In 490 BC, citizen soldiers from Athens, the world’s first democracy, assembled at Marathon, some 26 miles north of Athens, to confront an invading Persian army. The Athenians, although vastly outnumbered, managed to defeat the Persian attackers – news brought back to the city by the legendary runner Pheidippides.
Less well-remembered is that the Athenian soldiers in Marathon then also had to run back to Athens to defend it against the Persians, who had fled to their boats to sail to Athens and attack it by sea. Shocked to see the same Athenian soldiers again, the Persians gave up the fight and sailed home. The Athenian victory ultimately left Western civilization free to develop and flourish.
According to Herodotus, during the second Persian invasion of Greece in 480 BC, the Persian general Tiritantaechmes wondered why so few Greek soldiers had been defending Thermopylae, a narrow, strategic coastal passage. He was told that all the other Greek men were participating in the Olympic Games. “Good heavens,” the general exclaimed. “What men are these against whom you have brought us to fight? Men who do not compete for possessions, but for virtue."
More recently, with the Boston Marathon held as a virtual event, the Alpha Omega Council sought new, appropriate recipients for the four gold wreaths created for the 2020 winners. After brief deliberation, the decision was made to present them to the B.A.A., the Sports Museum of Boston, the Consulate General of Greece in Boston, and the 26.2 Foundation, for permanent display and educational use.
Government, religious, community, business and marathon contributors pose with members of the Greek-American community to honor the 35-year tradition of the marathon winner wreaths.
Stratos Efthymiou, Consul General of Greece in Boston (r), presents Alpha Omega Council president Nick Ypsilantis with a Boston Marathon gold wreath in September 2020, the year the Boston Marathon was held virtually.

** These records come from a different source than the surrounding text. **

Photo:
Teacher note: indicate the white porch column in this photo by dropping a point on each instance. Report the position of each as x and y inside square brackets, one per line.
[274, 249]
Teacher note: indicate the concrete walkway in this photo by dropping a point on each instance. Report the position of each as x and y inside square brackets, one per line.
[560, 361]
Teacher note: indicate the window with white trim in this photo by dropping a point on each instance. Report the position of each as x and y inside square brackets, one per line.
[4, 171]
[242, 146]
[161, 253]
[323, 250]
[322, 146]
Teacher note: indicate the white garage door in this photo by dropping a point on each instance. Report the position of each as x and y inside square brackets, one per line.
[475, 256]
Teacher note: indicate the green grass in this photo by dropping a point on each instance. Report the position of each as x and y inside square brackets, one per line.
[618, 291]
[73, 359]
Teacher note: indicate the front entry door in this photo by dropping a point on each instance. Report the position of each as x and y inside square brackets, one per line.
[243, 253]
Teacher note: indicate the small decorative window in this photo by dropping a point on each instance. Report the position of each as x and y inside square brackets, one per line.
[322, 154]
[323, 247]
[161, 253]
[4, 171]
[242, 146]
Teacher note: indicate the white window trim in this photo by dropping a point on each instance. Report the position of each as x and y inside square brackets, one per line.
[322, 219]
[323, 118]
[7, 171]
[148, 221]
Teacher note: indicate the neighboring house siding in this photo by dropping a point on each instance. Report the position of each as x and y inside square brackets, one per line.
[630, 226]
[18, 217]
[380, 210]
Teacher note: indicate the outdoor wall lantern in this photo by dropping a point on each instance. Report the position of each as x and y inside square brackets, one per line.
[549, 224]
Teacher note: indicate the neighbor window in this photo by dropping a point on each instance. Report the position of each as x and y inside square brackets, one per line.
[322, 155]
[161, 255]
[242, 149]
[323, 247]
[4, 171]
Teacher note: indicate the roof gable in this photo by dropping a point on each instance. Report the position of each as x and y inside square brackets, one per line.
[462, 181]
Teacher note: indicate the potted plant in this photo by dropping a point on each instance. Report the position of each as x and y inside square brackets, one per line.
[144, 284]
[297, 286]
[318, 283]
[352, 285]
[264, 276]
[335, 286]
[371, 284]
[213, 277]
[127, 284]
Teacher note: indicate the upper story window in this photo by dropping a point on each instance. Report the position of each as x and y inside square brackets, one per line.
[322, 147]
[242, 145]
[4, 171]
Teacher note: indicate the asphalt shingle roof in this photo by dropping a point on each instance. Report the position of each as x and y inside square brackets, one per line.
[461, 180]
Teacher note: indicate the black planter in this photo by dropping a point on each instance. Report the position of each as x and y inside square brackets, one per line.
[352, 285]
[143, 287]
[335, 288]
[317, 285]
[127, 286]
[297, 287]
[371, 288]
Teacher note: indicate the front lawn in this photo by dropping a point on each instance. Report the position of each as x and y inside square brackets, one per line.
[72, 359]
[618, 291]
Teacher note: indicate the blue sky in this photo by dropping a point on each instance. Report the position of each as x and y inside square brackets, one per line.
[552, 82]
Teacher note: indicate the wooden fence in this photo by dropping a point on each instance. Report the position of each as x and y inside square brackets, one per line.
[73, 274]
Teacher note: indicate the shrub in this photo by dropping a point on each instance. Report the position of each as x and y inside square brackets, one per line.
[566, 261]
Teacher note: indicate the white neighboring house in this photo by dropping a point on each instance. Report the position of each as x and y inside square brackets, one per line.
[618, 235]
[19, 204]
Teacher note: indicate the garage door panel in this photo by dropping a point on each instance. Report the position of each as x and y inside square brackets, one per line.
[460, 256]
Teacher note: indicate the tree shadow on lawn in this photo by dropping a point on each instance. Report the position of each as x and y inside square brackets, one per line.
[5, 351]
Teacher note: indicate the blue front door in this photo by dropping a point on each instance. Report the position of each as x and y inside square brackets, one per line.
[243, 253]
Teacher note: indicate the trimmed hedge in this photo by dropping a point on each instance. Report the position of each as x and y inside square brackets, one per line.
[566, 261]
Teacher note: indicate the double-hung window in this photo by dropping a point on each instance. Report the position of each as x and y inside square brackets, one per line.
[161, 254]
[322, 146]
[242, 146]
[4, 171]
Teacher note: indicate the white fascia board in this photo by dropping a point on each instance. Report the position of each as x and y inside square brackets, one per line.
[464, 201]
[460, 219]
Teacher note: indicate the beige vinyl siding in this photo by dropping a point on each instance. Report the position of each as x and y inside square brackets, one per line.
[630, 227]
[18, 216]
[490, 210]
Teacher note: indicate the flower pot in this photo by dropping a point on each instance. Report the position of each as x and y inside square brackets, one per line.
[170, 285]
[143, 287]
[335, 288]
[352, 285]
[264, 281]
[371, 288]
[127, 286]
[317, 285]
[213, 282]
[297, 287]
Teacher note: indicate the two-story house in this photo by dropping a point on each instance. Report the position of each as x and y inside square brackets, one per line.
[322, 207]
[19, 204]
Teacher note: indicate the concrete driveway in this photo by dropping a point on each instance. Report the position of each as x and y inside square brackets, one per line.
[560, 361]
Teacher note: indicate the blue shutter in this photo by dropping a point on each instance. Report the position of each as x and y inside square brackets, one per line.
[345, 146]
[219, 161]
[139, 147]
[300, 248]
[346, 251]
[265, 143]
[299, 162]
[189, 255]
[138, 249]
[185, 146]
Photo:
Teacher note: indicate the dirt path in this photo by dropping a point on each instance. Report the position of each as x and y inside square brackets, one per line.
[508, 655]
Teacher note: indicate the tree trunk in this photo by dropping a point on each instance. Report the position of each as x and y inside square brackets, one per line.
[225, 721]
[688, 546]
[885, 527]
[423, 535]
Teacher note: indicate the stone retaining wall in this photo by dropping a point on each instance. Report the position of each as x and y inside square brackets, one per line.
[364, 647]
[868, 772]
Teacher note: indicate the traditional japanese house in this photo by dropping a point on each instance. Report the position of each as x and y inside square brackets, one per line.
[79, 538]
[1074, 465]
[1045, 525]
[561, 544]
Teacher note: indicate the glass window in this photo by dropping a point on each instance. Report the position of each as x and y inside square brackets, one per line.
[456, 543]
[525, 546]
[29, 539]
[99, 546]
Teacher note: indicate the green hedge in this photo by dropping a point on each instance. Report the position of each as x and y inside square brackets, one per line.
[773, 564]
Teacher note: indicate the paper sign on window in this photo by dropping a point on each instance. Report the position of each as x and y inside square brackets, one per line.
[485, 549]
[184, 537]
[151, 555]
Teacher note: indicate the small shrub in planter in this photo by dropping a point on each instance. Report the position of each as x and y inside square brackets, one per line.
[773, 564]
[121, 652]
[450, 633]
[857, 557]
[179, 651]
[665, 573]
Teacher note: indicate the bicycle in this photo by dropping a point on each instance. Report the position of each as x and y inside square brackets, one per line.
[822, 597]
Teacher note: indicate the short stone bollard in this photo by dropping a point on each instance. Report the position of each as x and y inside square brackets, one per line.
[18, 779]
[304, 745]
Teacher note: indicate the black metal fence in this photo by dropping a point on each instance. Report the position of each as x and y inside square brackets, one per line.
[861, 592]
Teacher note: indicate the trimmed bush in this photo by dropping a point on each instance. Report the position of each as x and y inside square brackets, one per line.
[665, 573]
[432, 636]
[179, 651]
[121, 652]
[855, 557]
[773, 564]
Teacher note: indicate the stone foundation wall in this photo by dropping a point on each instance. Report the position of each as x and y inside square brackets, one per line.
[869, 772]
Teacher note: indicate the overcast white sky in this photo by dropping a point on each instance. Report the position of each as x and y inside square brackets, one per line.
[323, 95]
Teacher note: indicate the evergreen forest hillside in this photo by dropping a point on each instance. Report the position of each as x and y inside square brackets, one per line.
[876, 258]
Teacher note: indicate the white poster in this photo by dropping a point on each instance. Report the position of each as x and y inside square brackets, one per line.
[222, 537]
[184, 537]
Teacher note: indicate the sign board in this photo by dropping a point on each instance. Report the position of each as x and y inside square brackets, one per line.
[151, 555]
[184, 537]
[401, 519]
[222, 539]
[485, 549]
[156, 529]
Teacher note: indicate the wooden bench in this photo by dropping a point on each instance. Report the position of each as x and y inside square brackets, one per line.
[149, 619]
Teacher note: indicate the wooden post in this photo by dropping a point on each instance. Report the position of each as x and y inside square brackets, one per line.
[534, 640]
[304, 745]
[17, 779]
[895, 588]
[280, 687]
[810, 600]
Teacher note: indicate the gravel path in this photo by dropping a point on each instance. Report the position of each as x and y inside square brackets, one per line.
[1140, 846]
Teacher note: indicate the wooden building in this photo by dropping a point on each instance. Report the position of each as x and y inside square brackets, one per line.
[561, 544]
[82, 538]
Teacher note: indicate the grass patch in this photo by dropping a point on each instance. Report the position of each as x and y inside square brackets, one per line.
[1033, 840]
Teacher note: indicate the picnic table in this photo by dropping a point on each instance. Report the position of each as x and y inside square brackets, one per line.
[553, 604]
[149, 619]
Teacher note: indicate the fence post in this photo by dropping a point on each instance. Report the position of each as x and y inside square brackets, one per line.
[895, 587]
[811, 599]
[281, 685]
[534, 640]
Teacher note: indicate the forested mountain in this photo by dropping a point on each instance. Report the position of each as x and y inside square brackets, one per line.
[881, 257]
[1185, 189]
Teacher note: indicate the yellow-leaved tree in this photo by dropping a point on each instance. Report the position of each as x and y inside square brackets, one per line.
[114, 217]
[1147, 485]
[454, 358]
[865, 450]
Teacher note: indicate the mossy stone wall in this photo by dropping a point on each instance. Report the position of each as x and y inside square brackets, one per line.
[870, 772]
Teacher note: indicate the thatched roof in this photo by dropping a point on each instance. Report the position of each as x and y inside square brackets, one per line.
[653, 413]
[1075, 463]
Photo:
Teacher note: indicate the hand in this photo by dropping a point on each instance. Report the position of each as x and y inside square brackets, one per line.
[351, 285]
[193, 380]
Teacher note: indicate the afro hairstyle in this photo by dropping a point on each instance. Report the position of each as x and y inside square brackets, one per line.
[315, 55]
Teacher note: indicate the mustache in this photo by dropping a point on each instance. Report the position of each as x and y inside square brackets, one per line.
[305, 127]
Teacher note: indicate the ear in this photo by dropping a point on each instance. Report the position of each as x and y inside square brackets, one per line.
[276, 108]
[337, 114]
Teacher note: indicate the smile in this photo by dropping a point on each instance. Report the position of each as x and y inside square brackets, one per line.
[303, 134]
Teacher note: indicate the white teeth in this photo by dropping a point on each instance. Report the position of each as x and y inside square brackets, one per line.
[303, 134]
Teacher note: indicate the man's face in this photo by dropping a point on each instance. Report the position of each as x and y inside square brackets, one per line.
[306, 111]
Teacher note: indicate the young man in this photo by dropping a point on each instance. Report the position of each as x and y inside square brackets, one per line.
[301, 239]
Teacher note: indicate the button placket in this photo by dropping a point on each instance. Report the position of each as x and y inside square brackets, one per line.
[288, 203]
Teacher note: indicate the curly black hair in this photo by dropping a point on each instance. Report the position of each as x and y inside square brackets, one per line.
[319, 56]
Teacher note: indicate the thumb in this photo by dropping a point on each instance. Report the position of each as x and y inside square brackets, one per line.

The presentation was made under the watchful eye of ‘The Starter,’ the statue in Hopkinton that honors long-time Marathon starter George V. Brown.
Members of the 26.2 Foundation, Alpha Omega Council, Hopkinton Select Board and the Consul General of Greece in Boston with a 2020 gold wreath, photographed at the Kyriakides statue at Mile One of the Boston Marathon route.